L’écrivain et vidéaste Frank Smith, qui se déclare volontiers un Poetic war reporter, développe dans Katrina une forme littéraire hybride en écho aux réalités de notre époque.

Katrina : Isle de Jean Charles, Louisiane

Selon le Huffington Post, les ouragans d’appellation féminine sont trois fois plus destructeurs que leurs homologues masculins au motif que, les noms de fille suggérant la douceur, les précautions prises sont moindres. « Cela prouve à quel point nos associations d’idées dirigent nos actions », estime Hazel Rose Markus, enseignante en sciences du comportement à l’université de Stanford. Et si tout n’était qu’une histoire de mots ?

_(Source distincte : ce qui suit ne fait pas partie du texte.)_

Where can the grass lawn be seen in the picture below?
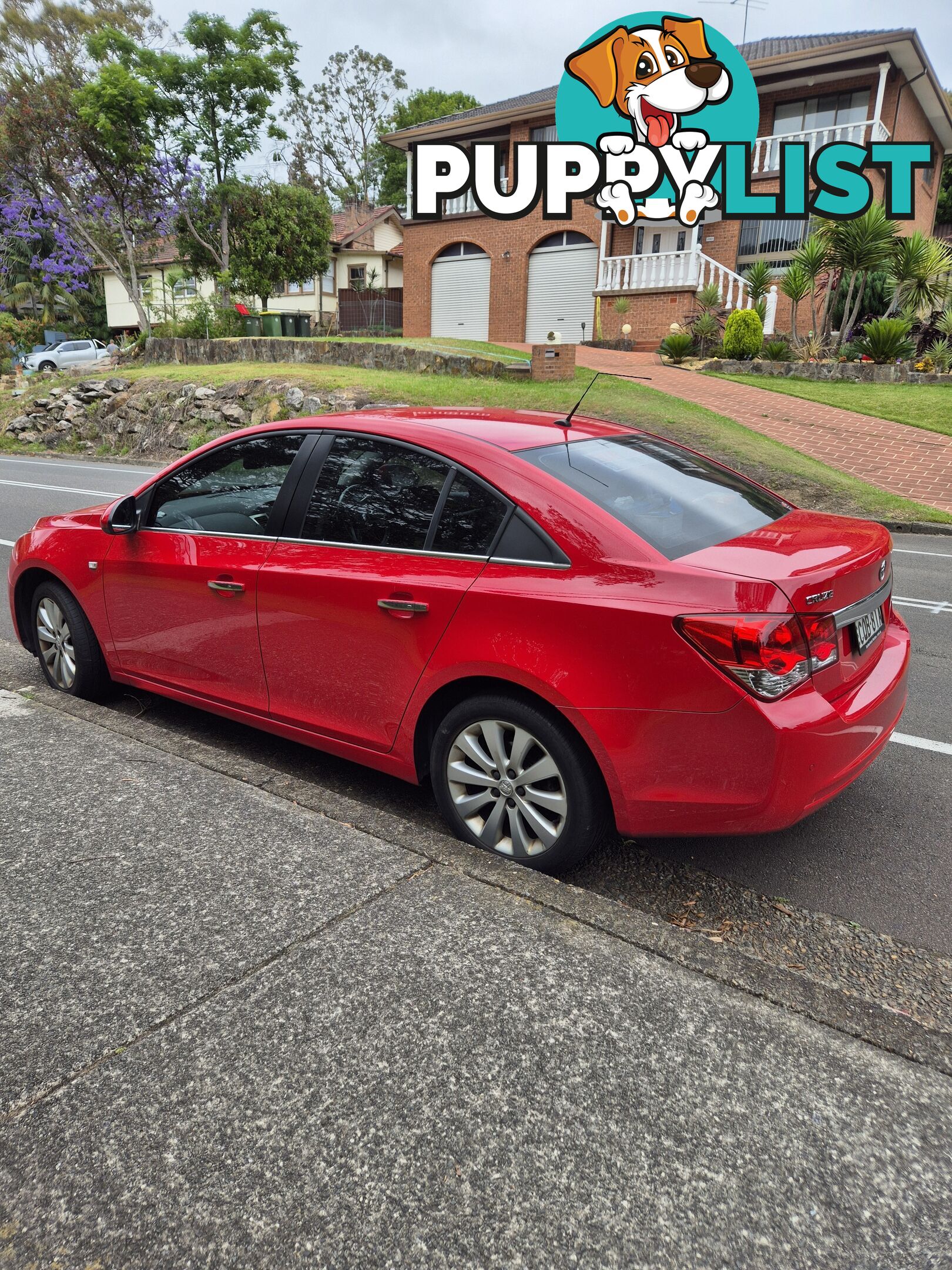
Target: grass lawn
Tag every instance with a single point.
(791, 474)
(921, 406)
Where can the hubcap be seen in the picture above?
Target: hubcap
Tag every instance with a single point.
(56, 643)
(507, 788)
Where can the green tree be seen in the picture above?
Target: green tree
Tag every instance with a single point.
(339, 122)
(419, 107)
(211, 106)
(281, 234)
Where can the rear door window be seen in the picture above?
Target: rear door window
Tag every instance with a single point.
(374, 493)
(673, 499)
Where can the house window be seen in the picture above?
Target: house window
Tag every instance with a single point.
(773, 242)
(830, 111)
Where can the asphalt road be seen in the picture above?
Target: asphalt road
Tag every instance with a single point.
(879, 855)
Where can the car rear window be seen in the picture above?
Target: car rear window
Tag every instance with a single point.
(673, 499)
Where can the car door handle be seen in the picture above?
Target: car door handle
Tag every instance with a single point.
(404, 606)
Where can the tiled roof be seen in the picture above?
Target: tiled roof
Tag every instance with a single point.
(757, 50)
(753, 51)
(347, 225)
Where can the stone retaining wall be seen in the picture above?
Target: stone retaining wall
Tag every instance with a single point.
(861, 372)
(365, 353)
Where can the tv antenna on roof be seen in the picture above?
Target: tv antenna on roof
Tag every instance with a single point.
(748, 5)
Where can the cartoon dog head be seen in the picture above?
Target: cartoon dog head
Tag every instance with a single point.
(653, 75)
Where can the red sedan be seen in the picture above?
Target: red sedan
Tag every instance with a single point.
(559, 626)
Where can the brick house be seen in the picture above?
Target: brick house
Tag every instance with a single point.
(481, 279)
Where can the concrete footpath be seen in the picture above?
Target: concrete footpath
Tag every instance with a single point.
(239, 1033)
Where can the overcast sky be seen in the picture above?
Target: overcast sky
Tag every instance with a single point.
(497, 49)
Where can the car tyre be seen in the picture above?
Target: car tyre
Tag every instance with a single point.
(514, 779)
(66, 644)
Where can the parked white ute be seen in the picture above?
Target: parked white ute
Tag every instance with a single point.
(72, 352)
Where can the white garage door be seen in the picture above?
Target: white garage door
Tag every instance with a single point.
(460, 294)
(561, 281)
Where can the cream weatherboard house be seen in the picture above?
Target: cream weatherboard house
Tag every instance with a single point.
(481, 279)
(367, 249)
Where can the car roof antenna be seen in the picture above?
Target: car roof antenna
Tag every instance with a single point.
(568, 421)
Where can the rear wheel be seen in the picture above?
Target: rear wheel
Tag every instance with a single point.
(516, 780)
(69, 651)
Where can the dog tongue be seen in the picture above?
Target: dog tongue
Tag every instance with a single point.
(658, 130)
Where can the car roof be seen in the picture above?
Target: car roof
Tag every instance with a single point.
(509, 430)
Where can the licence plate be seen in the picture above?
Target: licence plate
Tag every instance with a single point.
(867, 628)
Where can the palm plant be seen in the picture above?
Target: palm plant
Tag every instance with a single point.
(48, 300)
(814, 258)
(758, 277)
(709, 298)
(796, 286)
(857, 248)
(919, 272)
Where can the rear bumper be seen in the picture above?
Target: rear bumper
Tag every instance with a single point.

C’est du moins ce que tente d’expérimenter Frank Smith dans Katrina. Cinq ans après l’ouragan qui plongea la Louisiane sous les eaux, il retourne sur le terrain. « Ce sont des noms, des lieux que tu sondes sur tous les tons possibles et à toutes les hauteurs. Des flux imprévus. Tu les creuses, tu les ronges. Ça y est, tu es dedans ». De la rencontre avec ses habitants, il livre le récit d’un voyage dans cette partie du Golfe du Mexique, oubliée des autorités américaines. Néanmoins, peu enclin aux récits produisant l’illusion d’une cohésion et d’une logique, il nous offre la matière brute et littérale d’une enquête menée auprès des Amérindiens vivant sur l’Isle Jean Charles. Son opus en est la trace composite : fragments, entretiens, panneaux indicateurs, publicitaires, brochures, extraits de livres d’Histoire, d’essais, de guides, de dictionnaires sont autant de débris (insistants) qui remonteraient des eaux après un ouragan.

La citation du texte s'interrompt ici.